The World Health Organization (WHO) has invited artist Michael Pinsky to create an installation of ‘Pollution Pods’ to raise awareness of air pollution.
Pinsky’s Pollution Pods, a series of immersive geodesic domes designed to recreate accurately the scent, texture and temperature of ambient pollution in five world locations, will be installed outside the United Nations’ (UN) headquarters in New York in time for the UN Climate Action Summit, scheduled for 23 September. Summit attendees will be able to enter the pods and experience a facsimile of the air quality in Beijing, London, New Delhi, São Paulo and the Norwegian peninsula region of Tautra; in order to exit the installation, users must pass through all the pods, highlighting the interconnectedness of environmental and climate issues.

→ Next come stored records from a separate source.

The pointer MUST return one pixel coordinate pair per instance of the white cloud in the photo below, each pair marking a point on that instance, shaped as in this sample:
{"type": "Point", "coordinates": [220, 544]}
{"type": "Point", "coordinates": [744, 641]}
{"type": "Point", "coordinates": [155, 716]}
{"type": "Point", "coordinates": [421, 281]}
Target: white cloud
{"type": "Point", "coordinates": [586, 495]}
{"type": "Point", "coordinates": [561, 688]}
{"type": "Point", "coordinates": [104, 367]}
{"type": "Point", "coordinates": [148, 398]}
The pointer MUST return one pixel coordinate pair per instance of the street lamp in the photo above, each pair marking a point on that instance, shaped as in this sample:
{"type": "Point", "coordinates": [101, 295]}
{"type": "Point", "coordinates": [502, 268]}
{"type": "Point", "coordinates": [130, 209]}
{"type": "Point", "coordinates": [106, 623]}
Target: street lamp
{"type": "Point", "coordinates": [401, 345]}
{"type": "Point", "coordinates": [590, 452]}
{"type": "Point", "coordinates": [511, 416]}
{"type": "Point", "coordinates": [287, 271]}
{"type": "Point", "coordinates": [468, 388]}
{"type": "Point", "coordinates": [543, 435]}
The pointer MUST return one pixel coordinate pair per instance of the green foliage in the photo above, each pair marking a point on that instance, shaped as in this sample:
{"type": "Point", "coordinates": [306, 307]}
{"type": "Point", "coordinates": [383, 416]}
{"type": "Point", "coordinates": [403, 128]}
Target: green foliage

Pinsky said: “In the Pollution Pods, I have tried to distil the whole bodily sense of being in each place. For instance, being in São Paulo seems like a sanctuary compared to New Delhi, until your eyes start to water from the sensation of ethanol, whilst Tautra is unlike any air you’ll have ever breathed before, it is so pure.”
Environmental psychologist and Climart co-ordinator Professor Dr Christian A. Kloeckner of the Norwegian University of Science and Technology (NTNU) who commissioned the Pollution Pods for Norway’s Starmus festival in 2018, said: “We wanted to assess the potential for art to impact behaviour around climate change. There are some horrific statistics that Michael’s research has brought to light, such as the fact that children are much more vulnerable to the effects of pollution as they tend to breathe more through their mouths and don’t regulate their breathing to try to filter out pollution. We believe that by immersing oneself in this kind of art environment, which engenders a physical and an emotional response, one can hope to shift behavioural patterns.”